The Sparrow’s New Clothes

7 The Sparrow Conundrum AIA BABPI’ve written many times about The Sparrow Conundrum, usually trying to persuade readers to buy it. But this time (although I’d still love you and all your friends and family to get a copy because my wife is still dreaming of the tax exile she envisaged when my first book was published in the 90s), I’m using it to illustrate a different point.

It’s under new management and the new edition has been published this week by Thorstruck Press. Why? Because my marketing and PR ‘skills’ (sorry, I need to pause for a laugh), show no signs of improving and because most bookshops still seem reluctant to stock Indies. I clearly need help.

But the main reason I’m writing this is because the change has brought home very forcibly the impact of a new cover. I liked the old cover and, when I got the first proof copies of it, it gave me the usual ‘this is my baby’ pride. It’s been with me for three years and helped the book to win a couple of awards. And maybe the familiarity of it helps to explain my reaction to the new one because, frankly, it feels like a different book. I’ve made just one or two tiny changes to the text so it’s more or less identical to the previous edition and yet it doesn’t seem so.

I always claim that I never judge a book by its cover (except when the cover’s so awful that you know the book can’t be any good because it’s been treated so shamefully), and I’m not ‘judging’ the Sparrow either. It’s not a question of whether it makes the book look ‘better’, that one is ‘bad’ and the other ‘good’; it actually seems to be a question of identity. I know the book well. It was my first ever novel and I not only wrote it, I rewrote it many times over, gave it at least 4 different titles en route. So it’s a long-standing, familiar friend. And now, all of a sudden, I see it wearing a new outfit and I don’t recognise it.

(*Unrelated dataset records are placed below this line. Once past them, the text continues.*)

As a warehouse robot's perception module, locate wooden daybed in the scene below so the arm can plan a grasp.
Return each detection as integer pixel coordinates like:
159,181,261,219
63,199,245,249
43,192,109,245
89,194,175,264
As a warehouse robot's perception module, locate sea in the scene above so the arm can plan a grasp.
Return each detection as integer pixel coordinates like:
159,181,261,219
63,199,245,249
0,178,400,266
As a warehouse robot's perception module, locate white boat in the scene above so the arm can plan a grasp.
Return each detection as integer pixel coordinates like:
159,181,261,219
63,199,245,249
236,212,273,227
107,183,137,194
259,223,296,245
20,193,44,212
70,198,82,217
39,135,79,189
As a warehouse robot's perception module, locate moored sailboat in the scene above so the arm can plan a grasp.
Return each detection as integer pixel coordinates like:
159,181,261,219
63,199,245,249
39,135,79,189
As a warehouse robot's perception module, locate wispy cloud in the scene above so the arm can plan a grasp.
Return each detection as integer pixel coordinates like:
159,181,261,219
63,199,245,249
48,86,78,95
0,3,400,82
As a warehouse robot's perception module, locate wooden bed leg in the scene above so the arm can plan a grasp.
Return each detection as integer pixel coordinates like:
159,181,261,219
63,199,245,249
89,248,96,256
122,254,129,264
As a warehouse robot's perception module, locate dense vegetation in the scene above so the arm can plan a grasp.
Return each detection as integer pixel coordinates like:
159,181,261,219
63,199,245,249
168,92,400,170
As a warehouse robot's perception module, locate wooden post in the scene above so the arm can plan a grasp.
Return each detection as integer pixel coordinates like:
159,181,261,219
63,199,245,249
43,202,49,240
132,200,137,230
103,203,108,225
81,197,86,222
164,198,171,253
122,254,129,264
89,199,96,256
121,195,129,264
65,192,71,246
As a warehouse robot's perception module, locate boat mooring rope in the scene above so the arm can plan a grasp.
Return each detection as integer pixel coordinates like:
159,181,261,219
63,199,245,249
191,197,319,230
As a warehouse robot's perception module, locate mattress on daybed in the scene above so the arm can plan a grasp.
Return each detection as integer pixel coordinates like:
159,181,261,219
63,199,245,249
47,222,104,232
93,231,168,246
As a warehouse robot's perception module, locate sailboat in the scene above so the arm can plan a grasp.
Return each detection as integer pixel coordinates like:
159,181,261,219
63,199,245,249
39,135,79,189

It reminded me of an exchange I had with a young girl who was in a workshop I did for children in Huntly library last year. After the class she asked me:
‘Is that your book, The Darkness, on the shelf upstairs?’
‘Yes.’
‘The cover’s rubbish, isn’t it?’
As it happens, I don’t agree with her but this latest experience has made me very aware that I maybe need to think more carefully about the power of a book’s appearance. In fact, The Darkness has had 3 covers in its time but none of those changes struck me quite as forcibly as this one.

I now want to get on with the sequel, just so that I can see what the cover will be like.